Letters from the World

ソフトウェアシティ武漢

2002/11/04 15:37

週刊BCN 2002年11月04日vol.964掲載

 武漢は中国のど真ん中に位置し、交通の要所である。巨大な長江が中心を流れ、またその支流の漢江が直角に交わっている。三国志の舞台としても有名であり、長い歴史のある都市である。辛亥革命がここ、武漢で1911年に孫文によって起こされた。中華民国はここで誕生したわけだ。

 台湾から訪れると、なにやら感慨深いものがある。また、上海とならび、列強の租借地となり、商業都市として当時大いに繁栄したという。長江沿いには、フェリー港や、税関の建物がある。その周りには、ヨーロッパの如く、エキゾチックな洋風建築がならんでいる。そんな歴史ある大都市、武漢市であるが、現在の中国では、ソフトウェアシティとして秘かに注目されている。

 当市は900万人の人口をもつが、20以上もの大学や専門学校があり、大半は理工系である。そこから輩出される多くのエンジニアの卵たちは、他の大都市の企業や、沿海部のソフトウェアパークへと就職する。しかし、当地へとどまり、ベンチャーを興す起業家も少なくない。街中には光ファイバーが敷き詰められており、中国でも指折りの情報インフラが整備される。
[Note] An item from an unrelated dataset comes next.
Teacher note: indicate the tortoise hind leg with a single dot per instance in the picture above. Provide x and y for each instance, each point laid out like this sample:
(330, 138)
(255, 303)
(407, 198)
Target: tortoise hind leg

 泊まったホテルもブロードバンドインターネットへ無料接続でき、大変便利であった。ここでは、国土開発やインフラ整備にかかせない、GISシステムの開発をしているソフトウェア会社が4社も集中している。発展のスピードが速い中国では三次元のデジタルマップを元にした、GIS技術などが必須である。湖北ソフトウェア産業基地は300ものソフトウェア会社が建ち並び、その輸出額も1200万ドルを超える。インテルが地元企業に資本参加をするなど、海外企業も最近は大変に着目している。ハードばかりに目が向きがちの中国であるが、武漢や、成都など、ソフトに強い都市もあるのである。